Find someplace that will custom make you a good blade from good blade stock and buy those. Yeah they will be 2x the cost, but their worth it.

I'm a Toolmaker so I have a metal cutting bandsaw and was lucky enough to find a blade welder for cheap.

You're probably not going to be that lucky, but with a brazing outfit you can silver solder your own blades and come out way ahead in the long run cost wise. I buy rolls of bandsaw blade for pennies on the dollar from CL and FB market and can make blades cheap at will whenever I need them.

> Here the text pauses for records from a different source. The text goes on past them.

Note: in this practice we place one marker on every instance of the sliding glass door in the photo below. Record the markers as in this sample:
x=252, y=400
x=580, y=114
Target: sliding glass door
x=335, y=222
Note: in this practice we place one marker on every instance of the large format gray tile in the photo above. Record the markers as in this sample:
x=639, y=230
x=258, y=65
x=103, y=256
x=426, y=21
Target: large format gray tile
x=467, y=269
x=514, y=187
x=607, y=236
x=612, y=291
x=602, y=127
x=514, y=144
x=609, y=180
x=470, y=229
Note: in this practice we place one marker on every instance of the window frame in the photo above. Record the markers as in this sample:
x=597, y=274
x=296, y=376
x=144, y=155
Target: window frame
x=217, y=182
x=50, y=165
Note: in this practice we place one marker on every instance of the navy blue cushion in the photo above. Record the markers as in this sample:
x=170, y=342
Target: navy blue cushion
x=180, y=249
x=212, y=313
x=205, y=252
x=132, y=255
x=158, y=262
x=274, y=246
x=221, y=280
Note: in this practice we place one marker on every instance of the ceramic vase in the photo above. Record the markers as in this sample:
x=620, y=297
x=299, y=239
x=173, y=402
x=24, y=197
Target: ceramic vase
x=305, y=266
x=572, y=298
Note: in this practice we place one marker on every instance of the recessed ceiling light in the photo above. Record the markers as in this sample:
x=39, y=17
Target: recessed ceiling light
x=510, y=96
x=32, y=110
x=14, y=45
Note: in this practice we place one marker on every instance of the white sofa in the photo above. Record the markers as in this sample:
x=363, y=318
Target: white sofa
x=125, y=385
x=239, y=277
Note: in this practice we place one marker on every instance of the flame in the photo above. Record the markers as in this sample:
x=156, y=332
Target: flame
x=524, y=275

A couple months ago I bought a 100' roll of metal cutting bandsaw blade for what one single blade would have cost.

Food for thought.


Good stuff RBW. I just finished watching an episode of Wordsmith Shop that featured a small CNC machine. Made me think of your post, you being a tool maker. Now that is an impressive machine.
 
I would stay away from the big box store bench top model.
You want one with sturdy table that will take a fence, because all that comes with those models, is a flimsy and sloppy little plastic fence. You don't want the table to move when putting a bit of pressure on it.
 
I found older Delta 14" bandsaws for wood cutting in the market place(craig's list) in my area zip code. They are built much better than the new models.
had them for years without a problem. you can upgrade your blade guide blocks with aftermarket units. a good work light attachment is very useful too.
Readily available are the replacement wheel tires , which can be found on line as well...
 
I am total novice woodworker. I just use my saw for boat and hobby stuff.
I found an older Grizzly model G0580 on CL for approx. $200. It was in like new cond. As others have said, the cast iron models are very nice and heavy duty. I purchased a few quality Olson blades for different woods/cuts and the saw has worked great! I also added a roller kit frame with locking wheels (Grizzly) so that I can move the saw around with ease. This has helped with use and storage. Not a fan of table top models as they are very light weight and not very stable.